Every protein in the Volcano plot, corresponds to a protein in the network plot. The plots are interconnected, meaning we can use the volcano plot for extracting subnetworks of interest. This is useful because the volcano plot now contains a great deal of information about the proteins. Is it highly up- or down-regulated? Can we place it in a molecular context, i.e. describe it as over-represented in a pathway? Are there other “members” of said pathway that we expect it to interact with? The volcano plot can suggest answers to these questions.
In the Network plot, we keep the color annotation, but replace the information on fold-change and FDR with another dimension: the interaction of proteins, represented by the links, or edges, between the protein nodes. A protein and its links will be visible in the network plot only if it fulfills the requirements specified in the Network settings box.

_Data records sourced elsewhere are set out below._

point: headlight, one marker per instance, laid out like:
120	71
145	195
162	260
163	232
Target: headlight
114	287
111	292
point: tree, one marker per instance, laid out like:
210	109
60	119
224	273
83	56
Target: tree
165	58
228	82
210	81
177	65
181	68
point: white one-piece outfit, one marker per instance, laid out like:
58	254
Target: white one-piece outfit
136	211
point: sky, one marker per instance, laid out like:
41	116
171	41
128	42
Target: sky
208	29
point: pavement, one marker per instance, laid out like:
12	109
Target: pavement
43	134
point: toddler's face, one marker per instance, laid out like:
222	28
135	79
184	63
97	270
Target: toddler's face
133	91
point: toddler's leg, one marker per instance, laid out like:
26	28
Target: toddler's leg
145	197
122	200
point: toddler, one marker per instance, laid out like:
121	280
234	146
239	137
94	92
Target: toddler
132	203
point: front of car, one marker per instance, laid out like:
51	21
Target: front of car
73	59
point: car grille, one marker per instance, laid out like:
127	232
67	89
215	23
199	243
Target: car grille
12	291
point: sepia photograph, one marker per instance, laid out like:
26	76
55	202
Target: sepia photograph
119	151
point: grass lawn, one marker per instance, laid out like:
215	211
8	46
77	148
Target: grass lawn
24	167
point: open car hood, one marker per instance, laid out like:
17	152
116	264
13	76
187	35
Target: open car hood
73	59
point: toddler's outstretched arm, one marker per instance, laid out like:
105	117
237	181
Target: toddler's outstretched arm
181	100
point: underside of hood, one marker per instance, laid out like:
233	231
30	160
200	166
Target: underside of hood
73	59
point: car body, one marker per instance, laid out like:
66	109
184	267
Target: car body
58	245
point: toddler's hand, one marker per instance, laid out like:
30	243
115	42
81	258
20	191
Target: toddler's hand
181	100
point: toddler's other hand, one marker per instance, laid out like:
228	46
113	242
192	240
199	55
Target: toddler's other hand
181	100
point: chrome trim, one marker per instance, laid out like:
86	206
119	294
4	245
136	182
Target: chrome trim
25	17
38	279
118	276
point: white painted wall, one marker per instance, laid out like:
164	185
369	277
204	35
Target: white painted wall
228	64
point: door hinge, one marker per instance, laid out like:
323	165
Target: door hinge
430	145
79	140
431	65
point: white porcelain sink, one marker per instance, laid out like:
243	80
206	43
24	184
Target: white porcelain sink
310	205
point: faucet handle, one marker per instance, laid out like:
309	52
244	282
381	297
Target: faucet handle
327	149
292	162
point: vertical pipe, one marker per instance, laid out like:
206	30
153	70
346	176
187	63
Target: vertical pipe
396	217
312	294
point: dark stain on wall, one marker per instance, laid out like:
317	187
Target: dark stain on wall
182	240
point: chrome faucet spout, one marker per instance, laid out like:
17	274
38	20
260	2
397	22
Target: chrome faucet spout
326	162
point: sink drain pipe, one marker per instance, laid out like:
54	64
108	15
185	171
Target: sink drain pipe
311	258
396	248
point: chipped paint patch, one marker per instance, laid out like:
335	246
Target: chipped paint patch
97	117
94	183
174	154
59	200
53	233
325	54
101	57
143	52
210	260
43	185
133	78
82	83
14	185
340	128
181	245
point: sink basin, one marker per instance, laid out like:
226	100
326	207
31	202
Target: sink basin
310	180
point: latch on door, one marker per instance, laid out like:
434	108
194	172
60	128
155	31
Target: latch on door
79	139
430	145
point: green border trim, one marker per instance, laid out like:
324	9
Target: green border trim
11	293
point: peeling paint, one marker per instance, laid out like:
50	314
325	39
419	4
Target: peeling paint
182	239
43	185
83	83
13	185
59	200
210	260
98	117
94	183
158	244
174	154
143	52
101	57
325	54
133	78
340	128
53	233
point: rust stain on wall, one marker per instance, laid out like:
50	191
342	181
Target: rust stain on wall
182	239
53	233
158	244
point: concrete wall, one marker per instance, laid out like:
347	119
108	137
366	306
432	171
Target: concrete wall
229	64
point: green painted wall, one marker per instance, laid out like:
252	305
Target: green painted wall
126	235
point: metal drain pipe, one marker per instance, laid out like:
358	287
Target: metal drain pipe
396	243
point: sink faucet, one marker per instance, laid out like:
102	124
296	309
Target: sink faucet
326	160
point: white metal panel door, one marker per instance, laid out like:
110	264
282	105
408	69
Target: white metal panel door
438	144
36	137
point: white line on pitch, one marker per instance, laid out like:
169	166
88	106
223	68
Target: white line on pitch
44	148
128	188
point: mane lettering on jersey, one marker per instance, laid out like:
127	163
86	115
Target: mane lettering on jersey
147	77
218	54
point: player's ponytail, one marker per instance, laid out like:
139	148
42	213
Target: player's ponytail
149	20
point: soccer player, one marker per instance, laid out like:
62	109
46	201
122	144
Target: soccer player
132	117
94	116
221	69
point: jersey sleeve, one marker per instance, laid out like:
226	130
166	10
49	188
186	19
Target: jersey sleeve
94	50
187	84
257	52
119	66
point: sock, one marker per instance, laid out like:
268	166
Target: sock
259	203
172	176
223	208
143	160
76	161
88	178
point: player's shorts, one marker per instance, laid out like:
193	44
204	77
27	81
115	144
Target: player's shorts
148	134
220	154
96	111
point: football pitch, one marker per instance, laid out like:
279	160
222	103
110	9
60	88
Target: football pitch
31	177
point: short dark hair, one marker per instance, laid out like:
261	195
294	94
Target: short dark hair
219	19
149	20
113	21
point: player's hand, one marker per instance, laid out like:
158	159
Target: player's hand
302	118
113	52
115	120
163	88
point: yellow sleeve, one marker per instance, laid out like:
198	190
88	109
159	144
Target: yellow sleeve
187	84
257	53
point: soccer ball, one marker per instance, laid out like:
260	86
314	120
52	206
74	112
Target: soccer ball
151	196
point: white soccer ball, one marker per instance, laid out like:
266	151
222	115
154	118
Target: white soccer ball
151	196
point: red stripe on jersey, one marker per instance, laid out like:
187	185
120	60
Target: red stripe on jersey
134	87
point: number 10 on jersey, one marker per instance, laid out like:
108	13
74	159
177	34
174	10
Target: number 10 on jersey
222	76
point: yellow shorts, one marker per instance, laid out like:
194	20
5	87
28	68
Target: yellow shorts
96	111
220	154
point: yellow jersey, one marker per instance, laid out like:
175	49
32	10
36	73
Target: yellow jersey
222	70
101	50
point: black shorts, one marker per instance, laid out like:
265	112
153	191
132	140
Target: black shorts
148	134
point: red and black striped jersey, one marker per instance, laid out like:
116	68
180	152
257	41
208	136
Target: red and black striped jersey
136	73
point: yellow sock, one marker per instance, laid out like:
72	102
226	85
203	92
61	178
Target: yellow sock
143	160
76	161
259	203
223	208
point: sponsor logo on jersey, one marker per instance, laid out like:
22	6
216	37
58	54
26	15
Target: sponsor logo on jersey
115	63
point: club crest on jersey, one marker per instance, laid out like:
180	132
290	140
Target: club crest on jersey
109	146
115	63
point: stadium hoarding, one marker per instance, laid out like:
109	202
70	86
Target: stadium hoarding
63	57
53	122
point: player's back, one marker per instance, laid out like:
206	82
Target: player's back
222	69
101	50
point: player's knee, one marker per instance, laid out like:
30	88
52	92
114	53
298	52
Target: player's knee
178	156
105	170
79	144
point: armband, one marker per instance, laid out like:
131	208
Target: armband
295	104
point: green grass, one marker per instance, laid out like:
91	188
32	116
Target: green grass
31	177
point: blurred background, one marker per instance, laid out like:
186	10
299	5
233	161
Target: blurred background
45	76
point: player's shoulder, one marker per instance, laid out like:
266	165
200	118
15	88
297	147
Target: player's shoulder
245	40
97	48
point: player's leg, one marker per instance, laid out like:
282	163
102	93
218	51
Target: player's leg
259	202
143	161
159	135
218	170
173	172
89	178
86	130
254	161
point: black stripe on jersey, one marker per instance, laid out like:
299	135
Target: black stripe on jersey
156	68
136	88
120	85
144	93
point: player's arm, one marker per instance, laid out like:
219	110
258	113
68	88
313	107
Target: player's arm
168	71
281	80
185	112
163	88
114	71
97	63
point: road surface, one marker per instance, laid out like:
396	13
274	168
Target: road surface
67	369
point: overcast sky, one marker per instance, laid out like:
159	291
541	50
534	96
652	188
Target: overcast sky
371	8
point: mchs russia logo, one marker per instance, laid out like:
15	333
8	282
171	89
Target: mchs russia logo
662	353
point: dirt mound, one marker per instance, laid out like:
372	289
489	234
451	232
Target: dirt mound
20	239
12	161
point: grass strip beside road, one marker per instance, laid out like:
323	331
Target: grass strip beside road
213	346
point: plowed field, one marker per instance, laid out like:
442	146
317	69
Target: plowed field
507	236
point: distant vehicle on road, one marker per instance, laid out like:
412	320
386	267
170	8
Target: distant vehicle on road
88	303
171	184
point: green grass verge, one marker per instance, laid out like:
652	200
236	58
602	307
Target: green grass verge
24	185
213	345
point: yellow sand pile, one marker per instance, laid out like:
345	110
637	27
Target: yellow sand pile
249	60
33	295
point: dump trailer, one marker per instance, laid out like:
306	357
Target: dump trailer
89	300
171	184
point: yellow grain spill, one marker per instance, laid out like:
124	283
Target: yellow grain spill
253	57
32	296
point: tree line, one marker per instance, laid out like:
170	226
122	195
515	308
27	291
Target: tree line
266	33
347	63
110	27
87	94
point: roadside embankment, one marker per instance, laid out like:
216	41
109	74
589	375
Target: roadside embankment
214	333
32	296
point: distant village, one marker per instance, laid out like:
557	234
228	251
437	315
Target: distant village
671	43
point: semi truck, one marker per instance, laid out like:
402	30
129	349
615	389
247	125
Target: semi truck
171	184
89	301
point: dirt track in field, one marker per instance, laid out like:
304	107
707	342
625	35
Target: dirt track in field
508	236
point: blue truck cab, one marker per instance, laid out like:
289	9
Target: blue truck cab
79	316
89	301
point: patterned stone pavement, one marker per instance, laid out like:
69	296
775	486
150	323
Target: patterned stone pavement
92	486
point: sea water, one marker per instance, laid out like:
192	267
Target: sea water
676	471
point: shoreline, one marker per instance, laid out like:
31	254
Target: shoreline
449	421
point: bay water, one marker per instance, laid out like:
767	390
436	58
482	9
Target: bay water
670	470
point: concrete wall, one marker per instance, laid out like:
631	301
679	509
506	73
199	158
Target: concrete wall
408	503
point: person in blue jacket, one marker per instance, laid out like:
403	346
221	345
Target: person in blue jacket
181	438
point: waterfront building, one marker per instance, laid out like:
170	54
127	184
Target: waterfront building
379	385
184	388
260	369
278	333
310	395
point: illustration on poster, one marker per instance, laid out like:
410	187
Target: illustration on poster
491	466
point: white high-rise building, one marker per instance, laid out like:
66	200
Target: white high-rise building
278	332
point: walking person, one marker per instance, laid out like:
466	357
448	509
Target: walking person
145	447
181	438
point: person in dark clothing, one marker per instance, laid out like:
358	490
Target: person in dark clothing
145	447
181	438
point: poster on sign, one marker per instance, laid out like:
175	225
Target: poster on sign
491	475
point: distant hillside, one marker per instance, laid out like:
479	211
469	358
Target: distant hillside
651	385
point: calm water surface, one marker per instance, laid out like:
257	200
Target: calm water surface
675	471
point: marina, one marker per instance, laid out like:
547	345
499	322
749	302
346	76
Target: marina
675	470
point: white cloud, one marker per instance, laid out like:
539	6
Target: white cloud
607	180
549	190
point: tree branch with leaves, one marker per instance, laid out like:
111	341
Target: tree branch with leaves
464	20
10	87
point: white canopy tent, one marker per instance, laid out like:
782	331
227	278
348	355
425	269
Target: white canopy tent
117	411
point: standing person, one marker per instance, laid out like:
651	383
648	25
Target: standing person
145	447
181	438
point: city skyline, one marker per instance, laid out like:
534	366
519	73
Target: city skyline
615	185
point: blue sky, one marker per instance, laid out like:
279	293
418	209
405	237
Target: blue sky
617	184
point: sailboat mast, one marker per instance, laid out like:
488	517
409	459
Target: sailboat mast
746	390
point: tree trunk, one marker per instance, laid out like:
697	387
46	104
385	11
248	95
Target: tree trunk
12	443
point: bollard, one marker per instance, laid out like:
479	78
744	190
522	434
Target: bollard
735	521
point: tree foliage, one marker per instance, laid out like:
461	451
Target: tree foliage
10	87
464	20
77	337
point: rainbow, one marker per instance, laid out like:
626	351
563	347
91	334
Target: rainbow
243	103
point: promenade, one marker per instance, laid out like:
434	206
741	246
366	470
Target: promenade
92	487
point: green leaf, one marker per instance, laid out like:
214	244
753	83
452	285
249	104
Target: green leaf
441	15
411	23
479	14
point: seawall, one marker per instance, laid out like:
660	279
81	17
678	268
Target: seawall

In the example below, we have defined a low threshold for (absolute, log2) fold-change from there differential expression results, in order to exclude proteins that showed close to no up- or down-regulation.
We have set the Interaction confidence to 7/10 which means we have moderately good amounts of evidence in support of the interactions being presented. For non-human species, the availability of interaction data is much poorer, and we therefore suggest using a lower interaction confidence value.
A unique feature in ProteoMill is that you can make a selection in the volcano plot (using the Plotly tools Box Select or Lasso Select). If Selection mode is set to “Strict”, the network will only show the interaction of proteins within the selection.
If instead the Selection mode is set to “Extended”, the network will show the all interactions between the selection and any other protein in the uploaded dataset.